Men's 15Minute Shoulder and Arm Muscle Building Program (Beginner Level)
First, you need strong shoulders and arms. Only then can you move on to building a strong back and chest. After all, you must overcome your weakest points before you can develop a strong physique. The following 15-minute shoulder and arm muscle-building plan for men in the gym [Beginner Version] integrates various weightlifting exercises to help you build strong shoulders and arms.
Exercise 1: Seated V-shaped shoulder press

1. Exercise methods
Action A
(1) Sit on the floor with your legs spread out in a V shape, holding a dumbbell in each hand and resting the dumbbells at shoulder level.
(2) Engage your gluteal muscles to press your hamstrings and calf muscles firmly against the floor.
Exercise B: Chest out, forearms perpendicular to the floor, raise both arms straight up, and then slowly lower the dumbbells.
2. Number of repetitions: 12.
Exercise 2: Olympic Barbell Shoulder Press
1. Exercise methods

Action A: Stand with your hands slightly wider than shoulder-width apart. Lift the barbell to shoulder level.

Action B
(1) Push the barbell upwards, moving your arms slightly back.

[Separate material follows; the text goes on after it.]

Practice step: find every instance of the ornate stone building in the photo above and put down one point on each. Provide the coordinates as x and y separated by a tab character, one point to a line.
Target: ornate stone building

When you reach the highest point, your arms should be just beside your ears.
(2) Contract your arm muscles for 1 second, then slowly lower the barbell back to the starting position.
2. Number of repetitions: 12.
Exercise 3: Single-leg lateral raise
1. Exercise methods

Action A: Stand on one leg, holding a light dumbbell in each hand at your sides, palms facing you.

Action B
(1) Bend your knees slightly and raise your arms to the sides until they are parallel to the floor.
(2) Pause for a moment, then slowly lower your arms back to the starting position.
2. Number of repetitions: 6 for each leg.
Special reminder: Repeat each set of movements 3 times. Rest for 60 seconds after completing one cycle. Complete 3 cycles before starting the next set of movements.